Cancelling  all college debt is a very expensive idea , most estimates put cancelling all student debt at $1.6 trillion or around $1 trillion if all debt up to 50 thousand is to be cancelled. Most proponents also want to make public colleges free so add another $80-100 billion per year to make public colleges free.

This is frankly a boatload of money that is going to have come from somewhere and given that combined state, local and federal income taxes are already at their highest points since the 1980s I can honestly see no way to realistically fund this without increasing the tax burden on the majority of blue-collar Americans already squeezed by the Democrat’s tax and spend policies. Americans who I might add are not college educated and earn significantly less than those who have gone to college. Why should we ask a steelworker in Pennsylvania to pay for the mistakes of a wealthy college student from Berkeley?

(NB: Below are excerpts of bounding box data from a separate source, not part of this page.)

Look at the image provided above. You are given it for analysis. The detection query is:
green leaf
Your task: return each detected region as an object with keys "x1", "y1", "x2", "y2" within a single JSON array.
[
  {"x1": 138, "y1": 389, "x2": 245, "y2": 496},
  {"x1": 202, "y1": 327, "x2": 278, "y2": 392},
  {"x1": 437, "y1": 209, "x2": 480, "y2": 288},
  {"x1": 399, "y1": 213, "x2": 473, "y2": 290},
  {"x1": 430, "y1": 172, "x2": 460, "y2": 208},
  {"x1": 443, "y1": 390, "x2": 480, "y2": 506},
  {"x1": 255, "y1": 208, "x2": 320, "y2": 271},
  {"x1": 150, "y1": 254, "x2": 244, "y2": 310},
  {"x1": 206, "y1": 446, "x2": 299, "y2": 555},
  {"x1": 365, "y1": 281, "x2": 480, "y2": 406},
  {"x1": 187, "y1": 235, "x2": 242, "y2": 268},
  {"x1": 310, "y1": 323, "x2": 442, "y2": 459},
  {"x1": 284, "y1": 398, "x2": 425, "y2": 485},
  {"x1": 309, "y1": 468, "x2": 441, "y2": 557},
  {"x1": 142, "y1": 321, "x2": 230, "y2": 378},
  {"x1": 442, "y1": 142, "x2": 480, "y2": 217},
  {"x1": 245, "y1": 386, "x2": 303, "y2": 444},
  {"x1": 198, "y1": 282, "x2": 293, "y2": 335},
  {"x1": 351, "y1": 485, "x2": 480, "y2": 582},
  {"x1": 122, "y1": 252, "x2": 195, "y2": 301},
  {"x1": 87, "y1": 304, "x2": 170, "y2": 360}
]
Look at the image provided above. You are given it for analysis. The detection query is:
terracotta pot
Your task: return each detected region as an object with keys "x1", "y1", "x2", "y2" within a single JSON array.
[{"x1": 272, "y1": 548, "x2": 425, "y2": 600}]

And even if we did forgive all student loan debt, the supposed “crisis” will not be over because students who wish to go to more exclusive private schools will take out these very same loans and the cycle will start again. Would the proponents of this bill have us bailing out irresponsible college students out every few decades?

If the Democrats really wanted to prevent students from falling into debt they would take action to ensure that federally-subsidised student loans are only given to those students whose majors have the earning potential to pay for themselves. Alternatively, we could do what should have been done decades ago and get the federal government out of the business of student loans entirely.